Na semana passada, porém, a comissão mista do Congresso que analisa a medida provisória que instituiu o novo Refis aprovou parecer que concede desconto nas multas e nos juros das dívidas parceladas, acaba com restrições ao uso de créditos fiscais, autoriza empresas em recuperação judicial a participarem do programa e dobra o prazo máximo de parcelamento.

Cálculos da Secretaria da Receita Federal, confirmados pelo G1, mostram que, com as mudanças feitas no Refis, a arrecadação prevista para este ano com o programa recuaria de R$ 8 bilhões para R$ 2 bilhões – uma perda de R$ 6 bilhões em 2017.

O ministro do Planejamento, Dyogo Oliveira, afirmou nesta semana que o governo ampliará o corte no orçamento deste ano caso o Congresso Nacional altere as regras do programa de parcelamento em vigor, o Refis, para torna-las mais favoráveis aos devedores.

“Não pode nessa altura do campeonato tomar decisões que impliquem em perda de receita do governo. Se as coisas avançarem dessa maneira [mudanças no Refis], teremos de ampliar o contingenciamento”, disse o ministro do jornalistas.

A perda de arrecadação dificultaria ainda mais o cumprimento, pelo governo, da meta de fiscal para 2017, que já é de déficit (despesas maiores que receitas com impostos) de R$ 139 bilhões. Essa conta não inclui gastos com pagamento de juros da dívida.

A Receita Federal já explicou, no passado, que grande parte dos contribuintes acaba ingressando nos programas, obtendo a Certidão Negativa de Débitos (CND), para continuar operando e, depois de alguns meses, deixam novamente de recolher os tributos. Com isso, obtém vantagem competitiva frente aos seus concorrentes.

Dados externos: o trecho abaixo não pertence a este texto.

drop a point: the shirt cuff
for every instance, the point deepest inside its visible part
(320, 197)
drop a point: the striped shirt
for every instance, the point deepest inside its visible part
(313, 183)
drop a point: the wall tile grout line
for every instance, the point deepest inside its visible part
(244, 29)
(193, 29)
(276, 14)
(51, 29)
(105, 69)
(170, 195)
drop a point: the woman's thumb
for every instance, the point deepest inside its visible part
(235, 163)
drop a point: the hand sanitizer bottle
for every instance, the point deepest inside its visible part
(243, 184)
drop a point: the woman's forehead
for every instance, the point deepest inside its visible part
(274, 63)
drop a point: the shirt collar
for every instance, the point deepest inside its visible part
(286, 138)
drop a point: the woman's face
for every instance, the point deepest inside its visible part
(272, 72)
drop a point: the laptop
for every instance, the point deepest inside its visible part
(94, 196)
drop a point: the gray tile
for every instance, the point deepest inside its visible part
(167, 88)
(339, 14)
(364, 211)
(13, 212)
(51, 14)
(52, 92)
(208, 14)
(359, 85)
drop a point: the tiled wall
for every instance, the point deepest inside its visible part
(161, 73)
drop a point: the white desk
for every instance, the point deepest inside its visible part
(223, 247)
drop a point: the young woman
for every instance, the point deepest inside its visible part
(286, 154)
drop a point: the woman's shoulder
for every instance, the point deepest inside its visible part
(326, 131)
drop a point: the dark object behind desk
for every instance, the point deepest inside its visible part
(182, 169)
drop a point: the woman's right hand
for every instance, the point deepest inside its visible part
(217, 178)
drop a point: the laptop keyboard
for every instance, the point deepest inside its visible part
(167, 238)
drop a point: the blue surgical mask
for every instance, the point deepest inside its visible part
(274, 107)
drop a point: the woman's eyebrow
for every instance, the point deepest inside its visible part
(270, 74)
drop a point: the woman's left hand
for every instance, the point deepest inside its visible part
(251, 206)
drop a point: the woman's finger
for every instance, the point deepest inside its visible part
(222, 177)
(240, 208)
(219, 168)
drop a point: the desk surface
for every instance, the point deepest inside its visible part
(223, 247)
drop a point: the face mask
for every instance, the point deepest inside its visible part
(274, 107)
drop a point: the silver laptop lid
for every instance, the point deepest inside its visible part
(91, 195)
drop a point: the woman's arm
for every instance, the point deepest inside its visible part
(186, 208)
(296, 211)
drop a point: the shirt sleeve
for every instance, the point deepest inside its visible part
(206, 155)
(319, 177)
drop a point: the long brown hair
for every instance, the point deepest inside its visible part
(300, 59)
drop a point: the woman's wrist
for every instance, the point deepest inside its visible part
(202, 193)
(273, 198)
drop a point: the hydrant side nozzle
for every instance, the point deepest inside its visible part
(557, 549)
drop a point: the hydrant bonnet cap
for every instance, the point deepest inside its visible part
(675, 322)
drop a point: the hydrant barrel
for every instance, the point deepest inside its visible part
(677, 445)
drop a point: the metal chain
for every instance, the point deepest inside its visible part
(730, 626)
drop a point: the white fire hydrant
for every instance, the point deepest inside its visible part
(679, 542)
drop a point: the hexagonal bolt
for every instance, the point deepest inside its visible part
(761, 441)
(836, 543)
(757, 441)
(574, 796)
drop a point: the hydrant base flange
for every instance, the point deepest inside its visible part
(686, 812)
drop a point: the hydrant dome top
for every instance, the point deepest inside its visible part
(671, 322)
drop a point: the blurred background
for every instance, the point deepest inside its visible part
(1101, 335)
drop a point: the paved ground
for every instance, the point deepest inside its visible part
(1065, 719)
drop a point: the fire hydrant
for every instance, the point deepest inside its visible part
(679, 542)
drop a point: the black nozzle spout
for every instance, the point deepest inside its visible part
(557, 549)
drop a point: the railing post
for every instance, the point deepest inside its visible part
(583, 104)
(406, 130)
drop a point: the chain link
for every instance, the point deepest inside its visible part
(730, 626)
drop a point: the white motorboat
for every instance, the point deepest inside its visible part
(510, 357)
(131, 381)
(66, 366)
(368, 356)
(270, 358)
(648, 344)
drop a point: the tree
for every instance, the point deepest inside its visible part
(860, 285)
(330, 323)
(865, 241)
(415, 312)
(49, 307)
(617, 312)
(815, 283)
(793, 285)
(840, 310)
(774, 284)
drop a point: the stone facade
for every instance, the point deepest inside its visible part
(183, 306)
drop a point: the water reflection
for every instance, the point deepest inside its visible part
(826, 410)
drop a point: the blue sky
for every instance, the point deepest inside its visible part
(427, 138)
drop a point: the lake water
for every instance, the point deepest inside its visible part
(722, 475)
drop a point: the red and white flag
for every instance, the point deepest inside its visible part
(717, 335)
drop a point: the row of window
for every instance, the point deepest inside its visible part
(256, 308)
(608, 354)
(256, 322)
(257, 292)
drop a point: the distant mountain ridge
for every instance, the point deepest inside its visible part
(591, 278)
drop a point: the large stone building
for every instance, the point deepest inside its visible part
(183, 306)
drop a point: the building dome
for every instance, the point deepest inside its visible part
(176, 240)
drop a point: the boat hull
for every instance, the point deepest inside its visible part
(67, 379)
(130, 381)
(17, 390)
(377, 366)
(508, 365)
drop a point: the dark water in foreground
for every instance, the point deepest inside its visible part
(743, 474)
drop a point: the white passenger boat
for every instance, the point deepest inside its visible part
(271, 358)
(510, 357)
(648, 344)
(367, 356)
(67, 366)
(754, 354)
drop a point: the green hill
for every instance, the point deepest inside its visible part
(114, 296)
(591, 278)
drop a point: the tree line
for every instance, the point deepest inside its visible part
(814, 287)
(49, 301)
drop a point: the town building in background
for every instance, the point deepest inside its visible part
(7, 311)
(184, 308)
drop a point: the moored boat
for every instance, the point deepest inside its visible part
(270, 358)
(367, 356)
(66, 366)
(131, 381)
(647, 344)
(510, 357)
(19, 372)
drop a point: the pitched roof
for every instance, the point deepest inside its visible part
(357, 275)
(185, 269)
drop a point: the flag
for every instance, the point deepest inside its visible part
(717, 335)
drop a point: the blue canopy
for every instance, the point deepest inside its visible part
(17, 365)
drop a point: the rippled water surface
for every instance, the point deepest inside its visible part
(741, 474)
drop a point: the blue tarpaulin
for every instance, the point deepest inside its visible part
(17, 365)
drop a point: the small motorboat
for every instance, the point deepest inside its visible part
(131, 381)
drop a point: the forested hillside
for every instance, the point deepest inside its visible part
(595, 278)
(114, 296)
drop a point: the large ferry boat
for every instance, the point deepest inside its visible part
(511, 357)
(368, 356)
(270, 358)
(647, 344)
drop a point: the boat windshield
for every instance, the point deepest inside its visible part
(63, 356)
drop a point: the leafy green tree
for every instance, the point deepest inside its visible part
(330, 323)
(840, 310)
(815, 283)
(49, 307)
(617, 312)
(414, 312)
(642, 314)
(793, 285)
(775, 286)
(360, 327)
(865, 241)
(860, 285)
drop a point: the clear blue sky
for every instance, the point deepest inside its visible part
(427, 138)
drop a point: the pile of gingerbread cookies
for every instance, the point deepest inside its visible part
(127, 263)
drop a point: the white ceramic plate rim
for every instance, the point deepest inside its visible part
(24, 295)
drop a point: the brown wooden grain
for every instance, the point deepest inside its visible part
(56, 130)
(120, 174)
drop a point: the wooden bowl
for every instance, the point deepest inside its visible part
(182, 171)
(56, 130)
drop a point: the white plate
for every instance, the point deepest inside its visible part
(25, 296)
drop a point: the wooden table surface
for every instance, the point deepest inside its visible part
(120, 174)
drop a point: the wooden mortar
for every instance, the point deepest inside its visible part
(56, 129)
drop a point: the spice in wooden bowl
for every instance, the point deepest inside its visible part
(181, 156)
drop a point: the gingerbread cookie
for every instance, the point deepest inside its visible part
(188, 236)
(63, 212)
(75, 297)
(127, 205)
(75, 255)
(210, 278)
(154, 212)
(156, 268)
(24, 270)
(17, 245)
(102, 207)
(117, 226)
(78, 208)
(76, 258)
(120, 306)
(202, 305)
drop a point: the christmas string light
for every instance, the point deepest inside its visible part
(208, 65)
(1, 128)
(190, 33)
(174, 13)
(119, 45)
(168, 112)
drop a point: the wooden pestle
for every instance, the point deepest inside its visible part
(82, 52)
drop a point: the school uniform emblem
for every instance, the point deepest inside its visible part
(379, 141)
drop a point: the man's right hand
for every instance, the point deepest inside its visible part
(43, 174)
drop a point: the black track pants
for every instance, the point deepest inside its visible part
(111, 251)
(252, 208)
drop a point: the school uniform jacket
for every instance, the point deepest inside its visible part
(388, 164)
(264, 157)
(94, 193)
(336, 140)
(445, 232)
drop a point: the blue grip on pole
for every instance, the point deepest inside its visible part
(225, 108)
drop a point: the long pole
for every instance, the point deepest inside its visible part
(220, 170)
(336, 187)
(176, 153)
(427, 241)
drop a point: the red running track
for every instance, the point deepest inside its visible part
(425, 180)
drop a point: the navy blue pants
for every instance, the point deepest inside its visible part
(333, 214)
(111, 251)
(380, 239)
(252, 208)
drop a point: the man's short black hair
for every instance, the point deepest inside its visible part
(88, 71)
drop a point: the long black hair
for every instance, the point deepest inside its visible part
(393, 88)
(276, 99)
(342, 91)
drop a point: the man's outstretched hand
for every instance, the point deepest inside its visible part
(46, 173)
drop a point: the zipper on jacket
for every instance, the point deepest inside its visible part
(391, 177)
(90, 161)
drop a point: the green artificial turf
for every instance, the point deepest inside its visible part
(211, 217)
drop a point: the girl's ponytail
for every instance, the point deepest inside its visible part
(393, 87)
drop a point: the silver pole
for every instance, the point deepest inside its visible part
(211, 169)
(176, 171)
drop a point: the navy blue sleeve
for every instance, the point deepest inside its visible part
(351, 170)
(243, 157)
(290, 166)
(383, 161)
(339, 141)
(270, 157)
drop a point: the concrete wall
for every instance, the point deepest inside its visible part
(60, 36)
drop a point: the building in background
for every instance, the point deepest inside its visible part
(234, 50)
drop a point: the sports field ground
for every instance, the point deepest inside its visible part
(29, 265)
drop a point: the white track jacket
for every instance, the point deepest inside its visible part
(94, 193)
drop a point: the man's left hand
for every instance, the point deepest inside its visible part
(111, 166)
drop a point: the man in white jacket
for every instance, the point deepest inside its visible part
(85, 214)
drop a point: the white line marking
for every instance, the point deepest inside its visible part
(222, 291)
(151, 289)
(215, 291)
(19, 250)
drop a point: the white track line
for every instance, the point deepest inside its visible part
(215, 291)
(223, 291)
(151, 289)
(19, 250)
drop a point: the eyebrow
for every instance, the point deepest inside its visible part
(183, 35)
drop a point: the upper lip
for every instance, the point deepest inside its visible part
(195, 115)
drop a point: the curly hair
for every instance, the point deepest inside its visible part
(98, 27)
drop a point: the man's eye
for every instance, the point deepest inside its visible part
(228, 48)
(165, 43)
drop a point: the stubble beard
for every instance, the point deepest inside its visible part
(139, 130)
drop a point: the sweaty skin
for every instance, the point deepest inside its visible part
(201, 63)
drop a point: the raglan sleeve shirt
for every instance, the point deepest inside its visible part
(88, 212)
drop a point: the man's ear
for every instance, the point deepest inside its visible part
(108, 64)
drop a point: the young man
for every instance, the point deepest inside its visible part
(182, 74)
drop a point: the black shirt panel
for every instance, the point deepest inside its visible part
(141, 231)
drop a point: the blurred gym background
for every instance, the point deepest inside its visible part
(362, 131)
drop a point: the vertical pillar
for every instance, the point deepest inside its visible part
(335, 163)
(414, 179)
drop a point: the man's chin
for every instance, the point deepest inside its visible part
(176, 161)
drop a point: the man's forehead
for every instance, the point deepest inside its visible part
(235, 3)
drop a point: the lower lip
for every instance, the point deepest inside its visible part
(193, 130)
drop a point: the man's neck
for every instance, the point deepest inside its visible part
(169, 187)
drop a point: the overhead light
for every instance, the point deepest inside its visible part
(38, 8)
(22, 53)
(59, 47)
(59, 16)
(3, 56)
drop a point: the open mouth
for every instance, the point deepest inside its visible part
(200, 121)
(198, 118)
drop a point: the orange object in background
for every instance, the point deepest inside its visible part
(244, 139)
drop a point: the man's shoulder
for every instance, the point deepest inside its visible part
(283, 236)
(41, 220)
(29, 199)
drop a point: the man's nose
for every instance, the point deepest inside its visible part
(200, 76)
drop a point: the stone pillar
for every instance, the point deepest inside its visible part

Em audiência pública na Comissão de Assuntos Econômicos (CAE) do Senado Federal nesta terça-feira (9), o secretário da Receita Federal, Jorge Rachid, afirmou que os programas de parcelamento instituídos nos últimos anos gerram uma perda anual de arrecadação de R$ 18,6 bilhões para o governo.

Reforma da Previdência

Na entrevista concedida à EBC, o ministro da Fazenda voltou a defender a reforma da Previdência Social – cujo texto-base foi aprovado recentemente pela comissão especial que trata do tema. O próximo passo é a análise do assunto pelo plenário da Câmara dos Deputados.

“A reforma da Previdência é fundamental para voltar o emprego. Porque hoje estamos tomando dinheiro emprestado para pagar aposentadoria de quem já esta aposentado, porque as contribuições não são suficientes para isso. Há um déficit na Previdência”, declarou ele.

Questionado sobre a tramitação do projeto que permite socorro do governo federal a estados em situação fiscal grave, o ministro da Fazenda afirmou que eventuais contrapartidas que forem retiradas do projeto terão de ser compensadas com outras medidas.

Nesta semana, o plenário da Câmara dos Deputados aprovou o projeto de recuperação fiscal, mas retirou uma das contrapartidas que eram exigidas dos estados: o aumento da alíquota da contribuição previdenciária dos servidores estaduais, de 11% para 14%.

“Vamos aguardar exatamente qual será o projeto final. No momento em que tira uma contrapartida, terá de ser compensada por outra”, disse Meirelles. “Vamos analisar o projeto final e ver até que ponto pode haver necessidade de algum veto”, completou ele.